Great, inoffensive caterpillars crawling over the huge cabbages heard the sound of their coming, but were too stupid to flee. The black multitudes blanketed the rank vegetables. Tiny, voracious jaws tore at the flaccid masses of greasy flesh.

The caterpillars strove to throw off their assailants by writhings and contortions—uselessly. The bees fought their entrance into the monster hives with stings and wing–beats. Moths took to the air in daylight with dazzled, blinded eyes. But nothing could withstand the relentless hordes of small black things that reeked of formic acid and left the ground behind them empty of life.

Before the horde was a world of teeming life, where mushrooms and other fungi fought with thinning numbers of cabbages and mutant earth–weeds for a foothold. Behind the black multitude was—nothing. Mushrooms, cabbages, bees, wasps, crickets, grubs—every living thing that could not flee before the creeping black tide reached it was lost, torn to bits by tiny mandibles.

Even the hunting spiders and tarantulas fell before the black host. They killed many in their desperate self–defense, but the army ants could overwhelm anything—anything at all—by sheer numbers and ferocity. Killed or wounded ants served as food for their sound comrades. Only the web spiders sat unmoved and immovable in their collossal snares, secure in the knowledge that their gummy webs could not be invaded along the slender supporting cables.

3

The Purple Hills

The army ants flowed over the ground like a surging, monstrous, inky tide. Their vanguard reached the river and recoiled. Burl was perhaps five miles away when they changed their course. The change was made without confusion, the leaders somehow communicating the altered line of march to those behind them.

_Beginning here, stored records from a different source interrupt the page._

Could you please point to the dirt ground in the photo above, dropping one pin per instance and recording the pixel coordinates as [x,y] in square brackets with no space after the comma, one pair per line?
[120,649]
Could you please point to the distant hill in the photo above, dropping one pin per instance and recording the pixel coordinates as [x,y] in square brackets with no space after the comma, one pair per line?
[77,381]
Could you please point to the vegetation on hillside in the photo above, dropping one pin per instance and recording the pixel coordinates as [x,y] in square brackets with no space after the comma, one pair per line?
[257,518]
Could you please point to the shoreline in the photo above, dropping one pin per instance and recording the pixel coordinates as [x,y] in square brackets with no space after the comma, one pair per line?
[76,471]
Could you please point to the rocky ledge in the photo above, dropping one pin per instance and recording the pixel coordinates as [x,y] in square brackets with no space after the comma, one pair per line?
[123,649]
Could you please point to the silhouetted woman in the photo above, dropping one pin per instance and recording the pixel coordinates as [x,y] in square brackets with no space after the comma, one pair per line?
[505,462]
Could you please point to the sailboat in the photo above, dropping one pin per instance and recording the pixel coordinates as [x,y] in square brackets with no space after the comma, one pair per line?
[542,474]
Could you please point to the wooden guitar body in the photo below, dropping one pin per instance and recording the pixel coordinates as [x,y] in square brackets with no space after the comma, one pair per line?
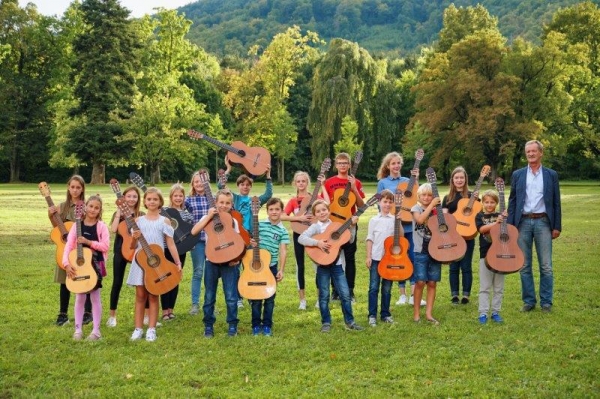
[395,264]
[160,275]
[86,278]
[504,255]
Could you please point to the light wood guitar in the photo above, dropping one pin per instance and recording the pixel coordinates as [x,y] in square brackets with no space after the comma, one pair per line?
[223,244]
[256,280]
[446,245]
[395,264]
[125,226]
[468,208]
[59,233]
[81,260]
[254,160]
[160,274]
[504,255]
[336,234]
[409,190]
[307,202]
[343,198]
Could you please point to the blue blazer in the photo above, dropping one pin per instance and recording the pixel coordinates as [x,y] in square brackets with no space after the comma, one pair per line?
[516,200]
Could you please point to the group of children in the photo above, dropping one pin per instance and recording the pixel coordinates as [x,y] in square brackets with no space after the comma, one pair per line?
[273,236]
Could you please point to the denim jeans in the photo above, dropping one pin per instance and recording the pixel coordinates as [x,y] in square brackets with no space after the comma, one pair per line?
[229,277]
[269,305]
[325,275]
[536,231]
[465,266]
[198,259]
[386,292]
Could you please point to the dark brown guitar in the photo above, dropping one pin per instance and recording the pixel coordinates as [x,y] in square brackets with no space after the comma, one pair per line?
[446,245]
[505,255]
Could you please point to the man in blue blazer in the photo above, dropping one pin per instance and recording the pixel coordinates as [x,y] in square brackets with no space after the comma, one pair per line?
[534,208]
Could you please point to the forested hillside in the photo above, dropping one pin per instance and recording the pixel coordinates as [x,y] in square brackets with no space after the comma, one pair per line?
[231,27]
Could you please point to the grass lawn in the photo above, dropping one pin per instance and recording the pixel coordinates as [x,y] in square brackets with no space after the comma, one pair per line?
[530,355]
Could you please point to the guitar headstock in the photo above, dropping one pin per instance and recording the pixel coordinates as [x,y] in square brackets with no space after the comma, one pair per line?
[44,189]
[138,181]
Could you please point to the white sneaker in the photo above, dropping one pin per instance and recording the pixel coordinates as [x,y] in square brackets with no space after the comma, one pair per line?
[151,335]
[402,300]
[138,333]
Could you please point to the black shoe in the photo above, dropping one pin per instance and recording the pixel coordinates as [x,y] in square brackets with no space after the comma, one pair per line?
[62,319]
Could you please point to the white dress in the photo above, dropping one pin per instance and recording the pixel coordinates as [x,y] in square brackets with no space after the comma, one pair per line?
[154,232]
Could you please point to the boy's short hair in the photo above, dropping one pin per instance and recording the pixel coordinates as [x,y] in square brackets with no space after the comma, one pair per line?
[386,194]
[273,201]
[243,179]
[493,194]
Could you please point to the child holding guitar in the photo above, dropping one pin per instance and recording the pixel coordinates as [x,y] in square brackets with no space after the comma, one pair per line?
[227,271]
[330,272]
[66,212]
[459,189]
[94,235]
[427,271]
[132,198]
[156,229]
[381,226]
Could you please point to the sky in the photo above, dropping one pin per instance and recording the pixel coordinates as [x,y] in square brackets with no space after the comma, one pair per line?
[137,7]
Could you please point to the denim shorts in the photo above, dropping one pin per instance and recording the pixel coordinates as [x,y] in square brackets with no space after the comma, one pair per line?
[426,268]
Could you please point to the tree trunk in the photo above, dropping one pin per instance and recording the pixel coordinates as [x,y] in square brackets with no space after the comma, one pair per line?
[98,173]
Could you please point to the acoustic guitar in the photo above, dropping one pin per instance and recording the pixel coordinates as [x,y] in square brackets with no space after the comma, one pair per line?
[81,260]
[59,233]
[343,198]
[182,230]
[223,244]
[254,160]
[307,202]
[125,226]
[336,234]
[446,245]
[395,264]
[504,255]
[160,275]
[235,214]
[409,190]
[468,208]
[256,280]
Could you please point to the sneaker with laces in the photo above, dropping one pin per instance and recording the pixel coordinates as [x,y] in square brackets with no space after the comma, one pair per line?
[402,300]
[372,321]
[151,335]
[138,333]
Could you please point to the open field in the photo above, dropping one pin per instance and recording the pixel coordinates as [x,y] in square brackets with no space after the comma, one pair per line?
[530,355]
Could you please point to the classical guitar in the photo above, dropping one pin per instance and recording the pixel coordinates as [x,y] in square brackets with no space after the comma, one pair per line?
[160,275]
[59,234]
[343,198]
[182,234]
[395,264]
[256,280]
[223,244]
[235,214]
[446,245]
[505,255]
[307,202]
[468,208]
[336,234]
[124,228]
[254,160]
[409,190]
[81,260]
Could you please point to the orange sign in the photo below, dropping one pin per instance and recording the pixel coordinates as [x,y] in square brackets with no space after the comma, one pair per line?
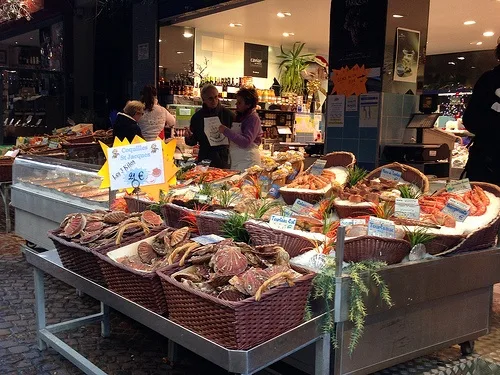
[350,81]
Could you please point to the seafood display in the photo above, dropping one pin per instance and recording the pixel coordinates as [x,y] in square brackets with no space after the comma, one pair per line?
[102,228]
[235,271]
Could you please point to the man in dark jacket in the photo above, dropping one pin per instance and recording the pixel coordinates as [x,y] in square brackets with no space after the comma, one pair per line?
[219,155]
[126,125]
[482,117]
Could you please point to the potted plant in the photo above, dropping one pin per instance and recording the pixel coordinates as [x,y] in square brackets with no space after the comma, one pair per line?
[291,65]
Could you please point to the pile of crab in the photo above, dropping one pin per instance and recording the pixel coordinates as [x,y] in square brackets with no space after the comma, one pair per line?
[101,228]
[234,271]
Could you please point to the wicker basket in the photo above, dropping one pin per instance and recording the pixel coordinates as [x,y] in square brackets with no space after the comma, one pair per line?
[484,237]
[210,224]
[136,204]
[82,260]
[311,196]
[143,288]
[408,174]
[387,250]
[339,159]
[237,325]
[291,242]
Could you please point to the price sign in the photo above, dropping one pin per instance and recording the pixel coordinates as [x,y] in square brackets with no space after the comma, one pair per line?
[282,222]
[390,174]
[458,186]
[407,208]
[457,209]
[381,228]
[136,165]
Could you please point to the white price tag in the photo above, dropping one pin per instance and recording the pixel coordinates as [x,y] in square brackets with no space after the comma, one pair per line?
[457,209]
[407,208]
[381,228]
[302,207]
[458,186]
[390,174]
[282,222]
[208,239]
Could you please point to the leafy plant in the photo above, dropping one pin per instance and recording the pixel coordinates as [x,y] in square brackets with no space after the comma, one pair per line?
[324,288]
[234,228]
[419,235]
[355,174]
[409,191]
[291,65]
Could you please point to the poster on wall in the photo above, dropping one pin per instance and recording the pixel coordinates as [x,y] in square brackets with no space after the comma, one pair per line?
[407,55]
[256,60]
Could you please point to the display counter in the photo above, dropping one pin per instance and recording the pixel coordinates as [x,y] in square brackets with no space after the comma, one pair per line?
[45,190]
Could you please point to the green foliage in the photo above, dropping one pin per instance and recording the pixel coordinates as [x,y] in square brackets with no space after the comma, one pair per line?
[324,288]
[355,174]
[419,235]
[291,65]
[234,228]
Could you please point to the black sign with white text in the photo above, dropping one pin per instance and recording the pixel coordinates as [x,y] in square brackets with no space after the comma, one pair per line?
[256,59]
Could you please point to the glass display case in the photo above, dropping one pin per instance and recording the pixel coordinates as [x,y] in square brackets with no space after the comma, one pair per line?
[45,190]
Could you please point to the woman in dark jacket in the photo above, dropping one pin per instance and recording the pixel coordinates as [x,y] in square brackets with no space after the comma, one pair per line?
[219,155]
[126,125]
[482,117]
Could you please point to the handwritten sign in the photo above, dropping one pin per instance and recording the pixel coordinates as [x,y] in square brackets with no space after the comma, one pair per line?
[381,228]
[282,222]
[457,209]
[317,167]
[136,165]
[458,186]
[407,208]
[215,137]
[390,174]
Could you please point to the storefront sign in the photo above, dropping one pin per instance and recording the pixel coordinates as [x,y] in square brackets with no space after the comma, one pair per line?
[457,209]
[458,186]
[136,165]
[282,222]
[407,208]
[256,60]
[390,174]
[381,228]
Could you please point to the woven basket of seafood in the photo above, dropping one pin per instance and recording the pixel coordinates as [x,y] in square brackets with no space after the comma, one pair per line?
[295,242]
[131,270]
[339,159]
[239,295]
[81,235]
[478,230]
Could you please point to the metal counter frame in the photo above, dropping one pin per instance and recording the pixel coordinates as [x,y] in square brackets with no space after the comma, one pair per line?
[236,361]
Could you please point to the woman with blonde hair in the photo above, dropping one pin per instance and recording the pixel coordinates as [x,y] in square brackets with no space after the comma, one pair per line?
[126,122]
[155,117]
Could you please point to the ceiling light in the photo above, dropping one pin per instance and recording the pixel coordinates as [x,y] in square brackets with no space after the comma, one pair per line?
[283,14]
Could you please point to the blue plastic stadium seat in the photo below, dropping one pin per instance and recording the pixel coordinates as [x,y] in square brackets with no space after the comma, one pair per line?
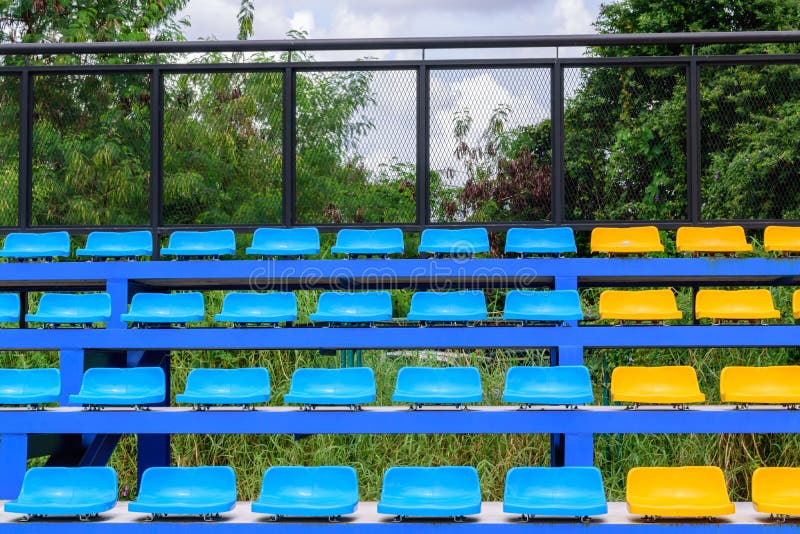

Back on Earth, scientists had gravely debated the question of how ants conveyed ideas to each other. Honeybees, it was said, performed elaborate ritual dances to exchange information. Ants, it had been observed, had something less eccentric. A single ant, finding a bit of booty too big for it to manage alone, would return to its city to secure the help of others. From that fact men had deduced that a language of gestures made with crossed antennae must exist.

Burl had no theories. He merely knew facts, but he did know that ants could and did pass information to one another. Now, however, he moved cautiously along toward the sleeping–place of his tribe in complete ignorance of the black blanket of living creatures spreading over the ground behind him.

A million tragedies marked the progress of the insect army. There was a tiny colony of mining bees, their habits unchanged despite their greater size, here on the forgotten planet. A single mother, four feet long, had dug a huge gallery with some ten offshooting cells, in which she had laid her eggs and fed her grubs with hard–gathered pollen. The grubs had waxed fat and large, become bees, and laid eggs in their turn within the same gallery their mother had dug out for them.

Ten bulky insects now foraged busily to feed their grubs within the ancestral home, while the founder of the colony had grown draggled and wingless with the passing of time. Unable to bring in food, herself, the old bee became the guardian of the hive. She closed the opening with her head, making a living barrier within the entrance. She withdrew only to grant admission or exit to the duly authorized members,—her daughters.

The ancient concierge of the underground dwelling was at her post when the wave of army ants swept over. Tiny, evil–smelling feet trampled upon her and she emerged to fight with mandible and sting for the sanctity of her brood. Within moments she was a shaggy mass of biting ants. They rent and tore at her chitinous armor. But she fought on madly, sounding a buzzing alarm to the colonists yet within.

They came out, fighting as they came: ten huge bees, each four to five feet long and fighting with legs and jaws, with wing and mandible, and with all the ferocity of so many tigers. But the small ants covered them, snapping at their multiple eyes, biting at the tender joints in their armour,—and sometimes releasing the larger prey to leap upon an injured comrade, wounded by the monster they battled together.